Contribution/Results: The design jointly optimizes model compactness, data efficiency, and hardware awareness, significantly enhancing deployment robustness. On the ten-class scene classification benchmark, accuracy improves from 50.72% (baseline) to 51.89% upon incorporating device ID—demonstrating the efficacy of device-aware inference. To our knowledge, this is the first systematic study in the DCASE challenge to leverage device identity at inference time for adaptive modeling.
📝 Abstract
This paper presents the Low-Complexity Acoustic Scene Classification with Device Information Task of the DCASE 2025 Challenge and its baseline system.
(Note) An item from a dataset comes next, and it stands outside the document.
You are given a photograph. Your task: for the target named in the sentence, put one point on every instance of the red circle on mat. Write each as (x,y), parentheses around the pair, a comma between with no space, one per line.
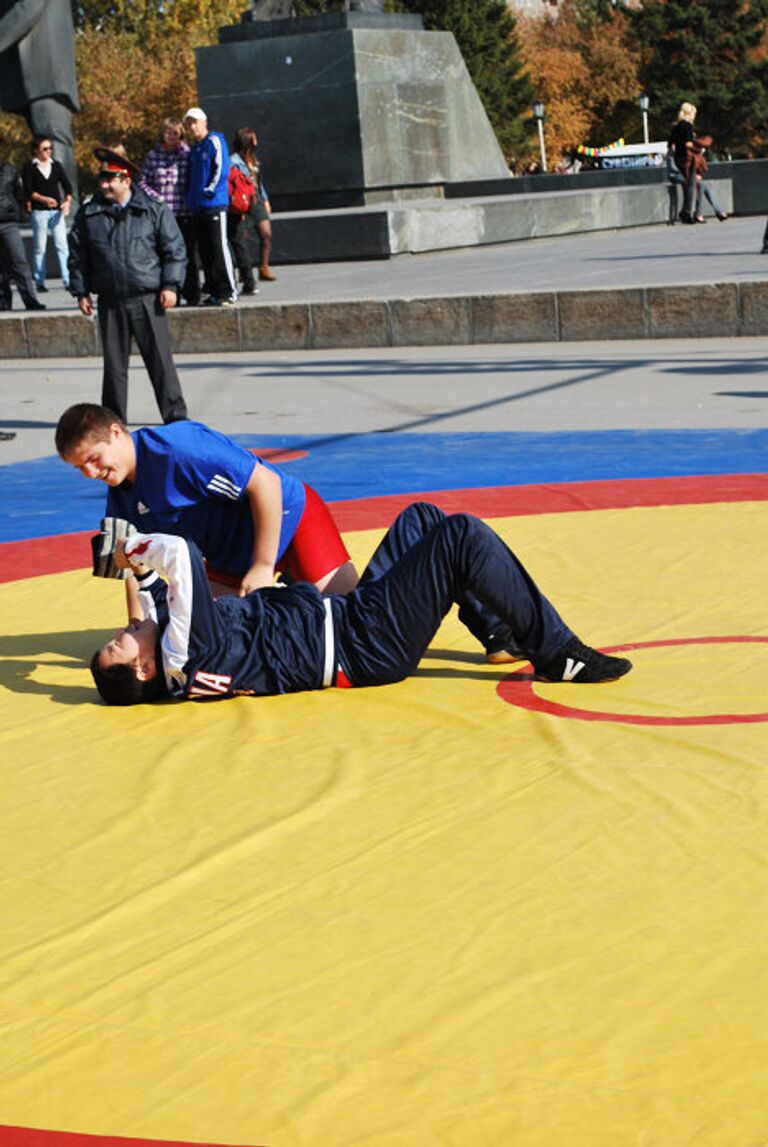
(517,689)
(276,454)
Continuing the focus on low-complexity models, data efficiency, and device mismatch from previous editions (2022--2024), this year's task introduces a key change: recording device information is now provided at inference time. This enables the development of device-specific models that leverage device characteristics -- reflecting real-world deployment scenarios in which a model is designed with awareness of the underlying hardware. The training set matches the 25% subset used in the corresponding DCASE 2024 challenge, with no restrictions on external data use, highlighting transfer learning as a central topic. The baseline achieves 50.72% accuracy on this ten-class problem with a device-general model, improving to 51.89% when using the available device information.